What would it take? Long Island Jewish Medical Center in New York achieved a rate of zero in its intensive care unit last year for one common type of infection.  Allegheny General Hospital in Pittsburgh and Barnes-Jewish Hospital in St. Louis made similar progress. So it is possible.

But such success requires revamping procedures and practices and changing professional culture. Most important, the whole medical team—physicians, nurses, and physician assistants—has to be constantly vigilant.  Everyone in the hospital has to agree that patient safety is paramount and that no one is above being reminded to wash his hands before approaching a patient.

And, if you are that patient, speak up if you see that your physician skipped that step. Hard as that might be, you could save yourself (and your doctor’s next patient) a lot of suffering.

So why are don’t we hear more about in-hospital infections? For starters, tragedies in large metropolitan areas aren’t rare. Washington, DC, has several general hospitals. Severe illness or death due to an acquired infection just doesn’t make the evening news here.  In a small town with one hospital, such news would quickly reach and stir the whole community.

How easy it is to get the information makes a difference. When Pennsylvania made reducing hospital infection rates a state priority, it started requiring hospitals to make their infection rates public. That gives Pennsylvania hospitals a big incentive to do better. Between 2008 and 2009, the state’s hospital infection rates fell by over 12 percent. And, importantly, rates continued to decline the next year. Other states should follow suit. Information is powerful!  (Want to know what your state is doing? See http://www.ncsl.org/default.aspx?tabid=14084.)

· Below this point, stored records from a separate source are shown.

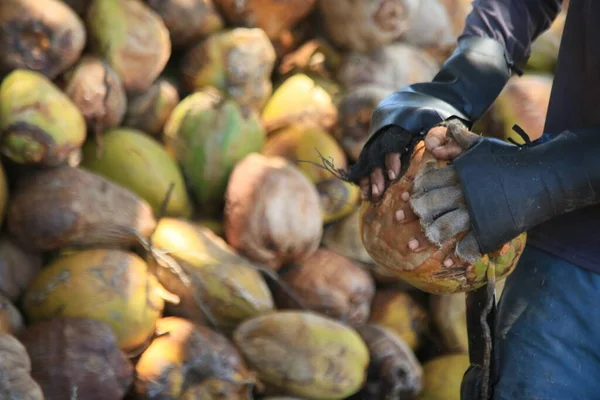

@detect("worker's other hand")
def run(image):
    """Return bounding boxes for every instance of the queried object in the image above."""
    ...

[409,124,481,263]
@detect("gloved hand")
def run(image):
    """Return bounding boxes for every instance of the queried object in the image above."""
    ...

[347,36,513,201]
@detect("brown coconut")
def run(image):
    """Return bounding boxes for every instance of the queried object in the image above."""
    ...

[0,0,87,80]
[319,0,420,51]
[20,318,133,400]
[360,141,526,294]
[275,248,375,324]
[223,153,323,270]
[0,332,48,400]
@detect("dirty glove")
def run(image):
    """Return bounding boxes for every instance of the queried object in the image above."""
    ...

[346,36,512,200]
[411,123,600,262]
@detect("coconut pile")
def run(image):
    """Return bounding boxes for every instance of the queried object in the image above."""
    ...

[0,0,564,400]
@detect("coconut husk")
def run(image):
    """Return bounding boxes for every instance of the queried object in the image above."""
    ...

[20,318,133,400]
[233,311,369,399]
[223,153,323,270]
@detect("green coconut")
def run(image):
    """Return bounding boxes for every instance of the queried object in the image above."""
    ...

[81,128,192,218]
[164,88,265,211]
[182,28,276,110]
[0,69,87,166]
[86,0,171,92]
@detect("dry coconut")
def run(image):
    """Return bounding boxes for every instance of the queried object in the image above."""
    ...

[224,153,323,270]
[215,0,316,40]
[20,318,133,400]
[182,28,276,111]
[349,324,423,400]
[359,141,527,294]
[319,0,420,51]
[135,317,256,400]
[86,0,171,93]
[0,332,44,400]
[146,0,225,48]
[233,311,370,400]
[275,248,375,324]
[23,249,166,351]
[123,78,180,138]
[0,234,42,301]
[0,0,87,80]
[337,42,439,91]
[7,166,156,251]
[63,55,127,135]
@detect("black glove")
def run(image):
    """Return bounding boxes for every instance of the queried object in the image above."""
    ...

[346,36,513,184]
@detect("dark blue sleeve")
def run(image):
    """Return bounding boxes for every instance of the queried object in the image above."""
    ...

[463,0,562,66]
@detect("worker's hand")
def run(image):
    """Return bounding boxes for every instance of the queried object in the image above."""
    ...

[409,125,481,263]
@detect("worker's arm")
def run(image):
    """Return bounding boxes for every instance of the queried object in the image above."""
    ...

[348,0,561,200]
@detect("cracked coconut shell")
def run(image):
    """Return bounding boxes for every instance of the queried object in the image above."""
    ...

[63,55,127,135]
[319,0,421,52]
[85,0,171,93]
[146,0,225,48]
[360,141,527,294]
[181,27,276,111]
[233,311,370,400]
[215,0,316,40]
[349,324,423,400]
[23,249,165,351]
[20,317,133,400]
[6,166,156,251]
[0,332,48,400]
[0,0,87,80]
[223,153,323,271]
[122,78,180,138]
[163,88,265,212]
[135,317,256,400]
[0,69,87,166]
[80,128,193,218]
[152,218,275,332]
[275,248,375,325]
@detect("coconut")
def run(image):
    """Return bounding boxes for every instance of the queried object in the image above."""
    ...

[86,0,171,93]
[146,0,225,48]
[223,153,323,270]
[20,317,133,400]
[7,166,156,251]
[0,233,42,301]
[233,311,369,400]
[0,295,24,335]
[0,69,86,166]
[64,55,127,133]
[152,218,274,331]
[135,317,255,400]
[275,248,375,324]
[0,0,87,79]
[23,249,165,351]
[401,0,472,49]
[123,78,180,138]
[317,178,360,224]
[480,74,553,144]
[164,88,265,211]
[262,73,337,132]
[359,141,527,294]
[215,0,316,40]
[262,125,348,183]
[0,332,44,400]
[369,289,429,350]
[337,42,439,92]
[319,0,419,52]
[418,353,470,400]
[182,28,276,111]
[525,10,567,73]
[80,128,192,218]
[333,84,393,161]
[350,324,423,400]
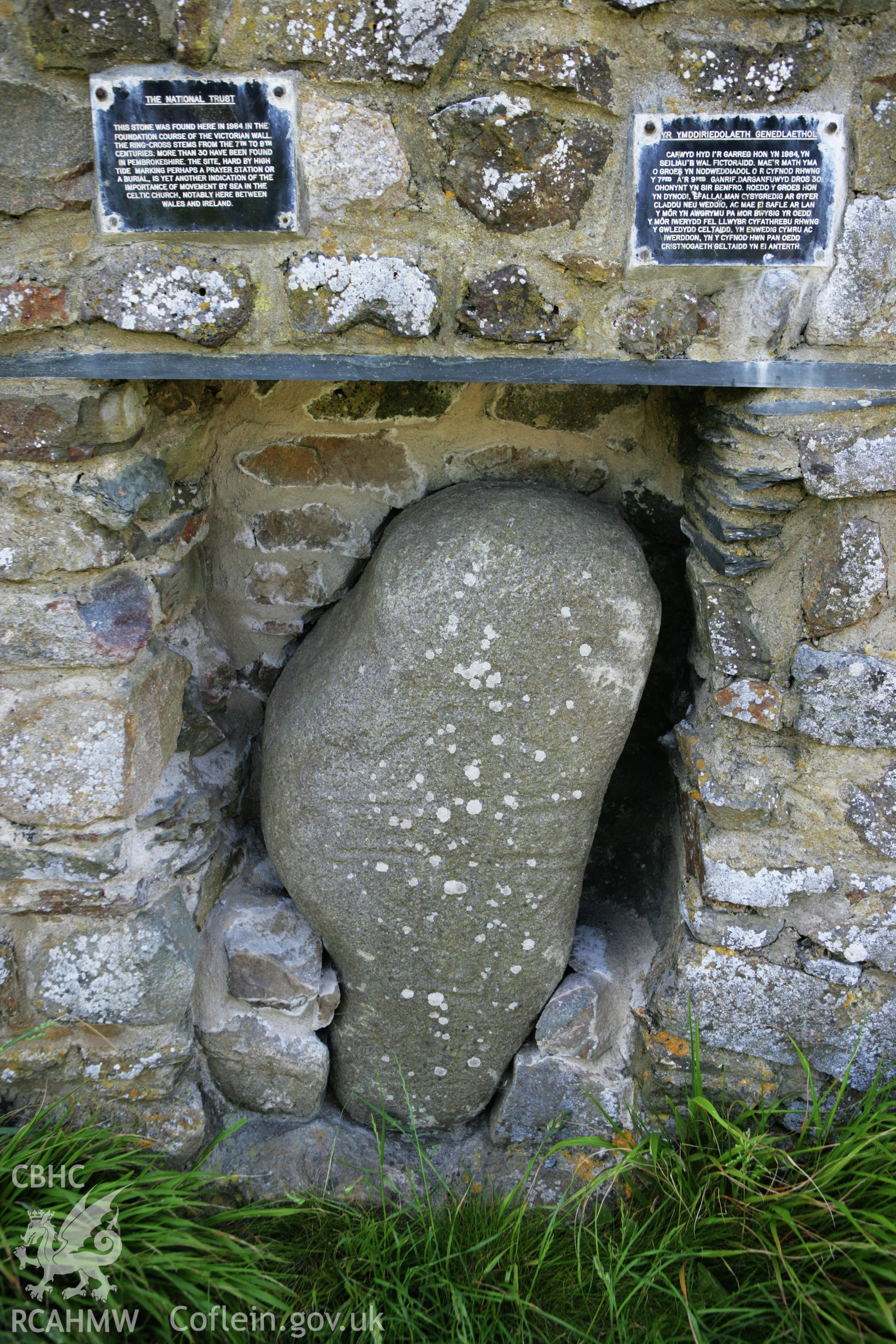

What is being done nationally? For one thing, Medicare no longer pays hospitals for treating avoidable infections. (It’s really hard to believe that this step wasn’t taken long ago.) Also, the health reform legislation that passed last year provides funds to help hospitals put proven infection- control procedures into practice.

Money to help hospitals do it right, no money if they get it wrong, and  greater public awareness through publishing infection rates—these three steps can make the market work better to improve this relatively small but still very important part of health care. Maybe these cost- and life-saving steps will be contagious.